Lab records can look fine in isolation, but they become problematic when placed against the subject’s actual study window from DM (RFSTDTC to RFENDTC). This check catches labs that are genuinely out‑of‑window, mis‑mapped, or pulled into SDTM by mistake.

proc sql;
  create table dm_window as
  select usubjid,
         input(rfstdtc, ?? is8601da.) as rfstdt format=date9.,
         input(rfendtc, ?? is8601da.) as rfendt format=date9.
  from sdtm.dm;
quit;

proc sql;
  create table qc_lb_outside_window as
  select l.usubjid, l.lbseq, l.lbdtc,
         d.rfstdt, d.rfendt
  from sdtm.lb as l
  left join dm_window as d
    on l.usubjid = d.usubjid
  where not missing(l.lbdtc)
    and (
         input(l.lbdtc, ?? is8601da.) < d.rfstdt
         or
         (not missing(d.rfendt) and input(l.lbdtc, ?? is8601da.) > d.rfendt)
        );
quit;

5. RELREC Link Resolution

A RELREC record is only useful if the referenced record actually exists. This is a classic cross‑domain traceability check. Broken RELREC links create false confidence rather than real traceability. This is one of the few checks where structure can be completely correct and still be functionally useless.

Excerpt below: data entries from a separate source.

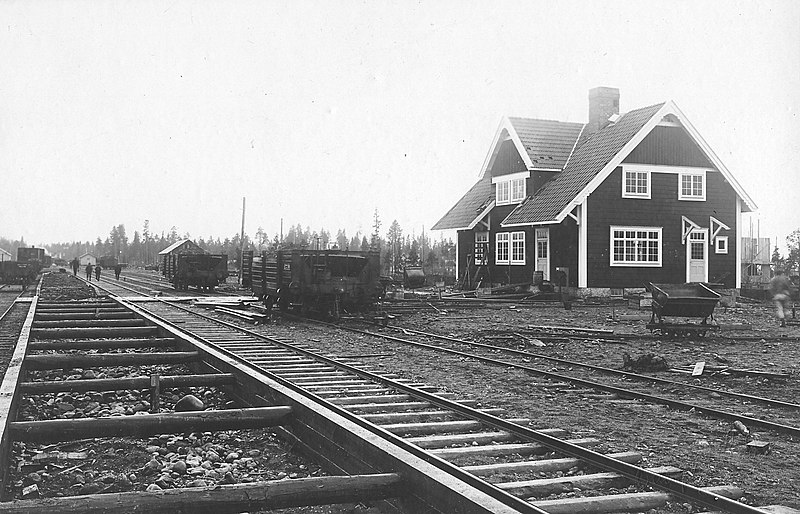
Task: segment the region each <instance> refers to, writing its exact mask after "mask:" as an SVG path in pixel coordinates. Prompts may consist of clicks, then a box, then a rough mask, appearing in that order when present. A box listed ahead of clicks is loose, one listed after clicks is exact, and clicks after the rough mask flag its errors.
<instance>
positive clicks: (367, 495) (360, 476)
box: [0, 473, 402, 514]
mask: <svg viewBox="0 0 800 514" xmlns="http://www.w3.org/2000/svg"><path fill="white" fill-rule="evenodd" d="M401 490H402V482H401V478H400V475H398V474H395V473H382V474H375V475H355V476H337V477H315V478H298V479H296V480H275V481H269V482H254V483H249V484H236V485H222V486H213V487H186V488H181V489H168V490H165V491H156V492H142V491H135V492H126V493H104V494H89V495H82V496H65V497H61V498H46V499H41V500H16V501H12V502H5V503H0V514H22V513H26V514H34V513H41V514H44V513H48V512H59V513H61V514H79V513H80V514H94V513H106V512H114V513H115V514H134V513H142V512H147V513H149V514H162V513H163V514H177V513H192V514H228V513H234V512H256V511H264V510H276V509H286V508H291V507H306V506H312V505H329V504H336V503H358V502H362V501H363V502H371V501H377V500H384V499H388V498H394V497H397V496H398V495H399V494H400V492H401Z"/></svg>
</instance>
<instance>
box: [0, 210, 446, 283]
mask: <svg viewBox="0 0 800 514" xmlns="http://www.w3.org/2000/svg"><path fill="white" fill-rule="evenodd" d="M381 227H382V222H381V219H380V216H379V215H378V211H377V210H376V211H375V214H374V217H373V226H372V228H373V231H372V233H370V234H364V233H361V232H356V233H355V234H352V235H349V234H347V232H346V230H345V229H338V230H336V233H335V235H333V233H332V232H331V231H328V230H326V229H324V228H322V229H320V230H311V228H310V227H305V228H303V226H302V225H301V224H299V223H298V224H297V225H295V226H290V227H289V228H288V230H287V231H286V233H285V234H283V235H282V237H281V234H273V235H270V234H268V233H267V232H266V231H265V230H264V229H263V228H262V227H259V228H258V230H257V231H256V234H255V236H254V237H253V238H250V236H249V235H247V234H245V235H244V244H242V237H241V235H240V234H235V235H233V236H231V237H225V238H220V237H215V236H209V237H207V238H204V237H202V236H200V237H192V236H191V234H189V233H188V232H186V233H183V234H181V233H180V232H179V230H178V228H177V227H175V226H173V227H172V228H171V229H170V230H169V231H168V232H166V233H165V232H161V233H160V234H156V233H153V231H152V230H151V228H150V222H149V220H145V221H144V225H143V227H142V229H141V231H140V230H134V232H133V236H132V237H129V236H128V232H127V230H126V228H125V225H124V224H119V225H115V226H113V227H112V228H111V231H110V232H109V234H108V236H106V237H105V238H103V237H100V236H98V237H97V239H96V240H95V241H94V242H91V241H72V242H68V243H51V244H46V245H44V248H45V250H47V253H48V254H50V255H52V256H53V257H54V258H60V259H64V260H66V261H70V260H72V259H73V258H75V257H80V256H81V255H83V254H86V253H89V254H92V255H94V256H95V257H97V258H100V257H104V256H112V257H115V258H116V259H117V260H118V261H119V262H123V263H127V264H128V265H129V266H138V267H144V266H148V265H155V264H157V263H158V253H159V252H160V251H161V250H163V249H165V248H167V247H168V246H170V245H171V244H174V243H176V242H178V241H181V240H184V239H189V240H191V241H193V242H195V243H197V245H198V246H200V247H201V248H203V249H204V250H206V251H208V252H210V253H215V254H225V255H227V256H228V262H229V263H231V264H232V265H233V266H234V267H238V263H239V262H240V261H241V250H242V249H244V250H254V251H258V252H261V251H266V252H268V253H274V252H275V251H277V250H278V249H279V248H308V249H312V250H317V249H320V250H321V249H340V250H350V251H367V250H373V251H379V252H380V254H381V265H382V267H383V273H386V274H396V273H402V271H403V269H404V268H405V267H407V266H422V267H423V268H424V269H425V272H426V274H429V275H434V276H442V277H446V276H453V275H455V243H453V241H452V240H451V239H446V240H445V239H444V238H441V237H440V238H438V239H436V238H431V237H430V236H429V235H428V234H425V233H420V234H408V232H404V231H403V229H402V227H401V226H400V224H399V223H398V222H397V220H394V221H392V223H391V224H390V225H389V229H388V230H387V232H386V233H385V234H384V233H382V232H381ZM21 246H23V247H24V246H29V245H27V244H26V243H25V241H24V239H20V240H10V239H6V238H2V237H0V248H3V249H5V250H6V251H8V252H9V253H11V255H12V259H14V258H16V252H17V248H18V247H21Z"/></svg>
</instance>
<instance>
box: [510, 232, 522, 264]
mask: <svg viewBox="0 0 800 514" xmlns="http://www.w3.org/2000/svg"><path fill="white" fill-rule="evenodd" d="M511 264H525V232H512V233H511Z"/></svg>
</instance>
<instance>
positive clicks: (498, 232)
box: [494, 232, 509, 264]
mask: <svg viewBox="0 0 800 514" xmlns="http://www.w3.org/2000/svg"><path fill="white" fill-rule="evenodd" d="M508 240H509V232H498V233H497V234H495V236H494V256H495V258H494V263H495V264H509V261H508Z"/></svg>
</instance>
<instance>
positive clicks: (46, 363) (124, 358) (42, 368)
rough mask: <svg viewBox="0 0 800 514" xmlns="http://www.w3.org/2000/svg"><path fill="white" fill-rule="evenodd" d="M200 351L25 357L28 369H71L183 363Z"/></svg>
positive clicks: (103, 353) (140, 365) (25, 363)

%macro check_relrec(domain=, idvar=);
  proc sql;
    create table qc_relrec_&domain as
    select r.usubjid, r.rdomain, r.idvar, r.idvarval
    from sdtm.relrec as r
    left join sdtm.&domain as d
      on r.usubjid = d.usubjid
     and input(r.idvarval, best.) = d.&idvar
    where upcase(r.rdomain) = "%upcase(&domain)"
      and upcase(r.idvar) = "%upcase(&idvar)"
      and missing(d.usubjid);
  quit;
%mend;

%check_relrec(domain=ae, idvar=aeseq);
%check_relrec(domain=cm, idvar=cmseq);

6. VLM Coverage Gaps

If a value appears in the data but has no matching value-level metadata entry, that is a real documentation gap, even when the define.xml is technically valid.

proc sql;
  create table suppae_qnam_data as
  select distinct upcase(qnam) as qnam
  from sdtm.suppae;

  create table suppae_qnam_meta as
  select distinct upcase(value) as qnam
  from meta.vlm
  where upcase(dataset) = "SUPPAE"
    and upcase(variable) = "QNAM";

  create table qc_suppae_qnam_vlm_gap as
  select d.qnam
  from suppae_qnam_data as d
  left join suppae_qnam_meta as m
    on d.qnam = m.qnam
  where missing(m.qnam);
quit;

Building These Checks Into a Reusable SAS QC Framework

These checks are most useful when packaged as a shared macro library and QC findings layer used across studies, not as one‑off snippets in individual program folders.

You can build them as:

  • standard macros (e.g., %check_relrec, %check_ae_ex_timing)
  • standard QC datasets (one per check)
  • a standard reporting layer that appends all findings into a single QC findings dataset

Once that structure is in place, each new study can reuse the same logic with little customization.


What You Should Automate First

If you are starting from scratch, automate these first:

  1. DM‑to‑EX date anchor checks (RFSTDTC vs earliest EXSTDTC)
  2. AE‑to‑EX chronology (AE before first exposure)
  3. DM‑to‑DS death consistency
  4. LB‑to‑DM timeline (LB outside study window)
  5. RELREC link resolution
  6. VLM coverage for key variables

These give you the fastest return on investment and form the backbone of a cross‑domain QC framework.


What Automation Will Not Solve

  • mapping correctness
  • protocol interpretation
  • clinical judgment

Automation cannot replace those decisions. It can, however, force them into the open early by surfacing the inconsistencies they create.


Bottom Line

Clean domains are not enough. The domains have to agree with each other.

Cross‑domain QC is where SDTM moves from compliant to credible.